Apr 05, 2009 17:42
I'm sooo happy to be in all fashion classes this quarter. It's all relevant, and hey, it's all at one building that's a 5min walk away. It's so depressing, however, to be in fashion sketching class and to feel this pressure to draw my women thinner, thinner, with longer and longer and impossibly longer legs. Intense pressure. It's a requirement. My grade depends on whether or not I have adequately stylized my figures to what is essentially industry standard. I draw incredibly thin women with impossibly long legs and am told that my legs need to be still longer and the head a bit larger.
This is where it all starts. Fashion magazines aren't the origin. Fashion models chosen for their ability and/or willingness to maintain incredibly low body mass for their height aren't it either. No, it starts at this level. Designs start on drawings. They are drawn on figures that are 9-13 "heads" tall. The average woman is perhaps seven heads tall.

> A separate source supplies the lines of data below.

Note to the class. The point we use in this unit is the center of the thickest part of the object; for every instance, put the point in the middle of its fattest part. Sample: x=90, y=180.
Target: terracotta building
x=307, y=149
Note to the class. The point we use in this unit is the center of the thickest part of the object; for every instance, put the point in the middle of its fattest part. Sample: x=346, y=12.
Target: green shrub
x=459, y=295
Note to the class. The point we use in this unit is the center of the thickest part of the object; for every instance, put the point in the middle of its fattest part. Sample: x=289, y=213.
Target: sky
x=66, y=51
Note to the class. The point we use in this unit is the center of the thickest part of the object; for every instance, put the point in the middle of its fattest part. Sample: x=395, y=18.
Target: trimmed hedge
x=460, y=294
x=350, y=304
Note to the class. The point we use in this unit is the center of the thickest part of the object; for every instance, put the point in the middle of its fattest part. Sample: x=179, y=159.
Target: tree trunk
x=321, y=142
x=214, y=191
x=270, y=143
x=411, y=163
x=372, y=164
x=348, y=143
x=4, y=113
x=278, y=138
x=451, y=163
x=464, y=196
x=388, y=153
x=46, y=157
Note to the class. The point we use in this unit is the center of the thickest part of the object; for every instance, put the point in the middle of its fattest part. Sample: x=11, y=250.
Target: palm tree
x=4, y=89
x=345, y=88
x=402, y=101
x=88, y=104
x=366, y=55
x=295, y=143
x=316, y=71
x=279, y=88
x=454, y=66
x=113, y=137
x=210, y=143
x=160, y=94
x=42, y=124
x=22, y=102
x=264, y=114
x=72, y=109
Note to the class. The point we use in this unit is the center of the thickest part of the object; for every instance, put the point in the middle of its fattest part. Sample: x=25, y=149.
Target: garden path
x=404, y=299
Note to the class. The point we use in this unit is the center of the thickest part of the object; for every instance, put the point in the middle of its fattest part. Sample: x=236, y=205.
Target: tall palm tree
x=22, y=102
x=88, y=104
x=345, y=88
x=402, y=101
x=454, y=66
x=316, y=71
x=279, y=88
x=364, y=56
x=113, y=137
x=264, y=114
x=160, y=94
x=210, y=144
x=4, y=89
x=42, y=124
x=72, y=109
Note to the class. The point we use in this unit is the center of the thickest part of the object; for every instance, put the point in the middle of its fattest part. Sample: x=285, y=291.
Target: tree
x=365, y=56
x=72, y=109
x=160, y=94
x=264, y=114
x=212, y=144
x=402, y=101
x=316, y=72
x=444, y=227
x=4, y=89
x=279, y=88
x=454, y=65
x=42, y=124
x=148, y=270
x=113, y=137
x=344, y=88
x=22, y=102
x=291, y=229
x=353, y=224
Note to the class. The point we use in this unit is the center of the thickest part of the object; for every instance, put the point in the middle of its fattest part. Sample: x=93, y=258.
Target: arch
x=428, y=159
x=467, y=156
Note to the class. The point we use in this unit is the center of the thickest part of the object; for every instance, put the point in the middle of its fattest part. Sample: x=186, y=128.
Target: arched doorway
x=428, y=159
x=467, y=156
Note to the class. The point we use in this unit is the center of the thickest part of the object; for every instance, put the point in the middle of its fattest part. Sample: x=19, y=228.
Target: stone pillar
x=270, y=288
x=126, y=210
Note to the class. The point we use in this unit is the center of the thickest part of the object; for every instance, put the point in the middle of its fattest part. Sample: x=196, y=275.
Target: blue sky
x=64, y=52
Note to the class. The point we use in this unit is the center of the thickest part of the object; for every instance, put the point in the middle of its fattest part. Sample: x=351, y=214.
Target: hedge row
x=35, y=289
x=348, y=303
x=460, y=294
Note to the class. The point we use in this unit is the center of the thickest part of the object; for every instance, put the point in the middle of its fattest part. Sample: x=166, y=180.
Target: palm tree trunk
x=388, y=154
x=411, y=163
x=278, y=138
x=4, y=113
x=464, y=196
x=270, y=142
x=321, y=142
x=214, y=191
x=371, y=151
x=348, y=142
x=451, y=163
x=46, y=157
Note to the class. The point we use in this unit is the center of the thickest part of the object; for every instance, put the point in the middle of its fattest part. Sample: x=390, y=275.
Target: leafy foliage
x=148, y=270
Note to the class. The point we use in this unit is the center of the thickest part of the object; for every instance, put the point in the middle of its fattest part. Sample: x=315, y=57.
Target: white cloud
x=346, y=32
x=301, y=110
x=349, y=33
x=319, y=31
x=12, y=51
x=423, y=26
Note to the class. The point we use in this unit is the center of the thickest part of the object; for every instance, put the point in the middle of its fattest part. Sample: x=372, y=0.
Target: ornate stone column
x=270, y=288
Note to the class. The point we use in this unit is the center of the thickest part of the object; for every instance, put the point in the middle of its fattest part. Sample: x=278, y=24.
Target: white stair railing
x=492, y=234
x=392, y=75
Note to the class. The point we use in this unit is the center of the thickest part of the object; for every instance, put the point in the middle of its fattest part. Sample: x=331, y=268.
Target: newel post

Supermodels such as Alek Wek, famous for her incredibly long legs, are about eight heads tall.
Design starts on these impossible figures. Women as close to the impossible are selected and are expected to cultivate eating disorders if necessary to stay as close to this as possible. They walk the runways, get photographed. The standard they set are only reflections of the standards to which I am and designers and students generally are expected to draw.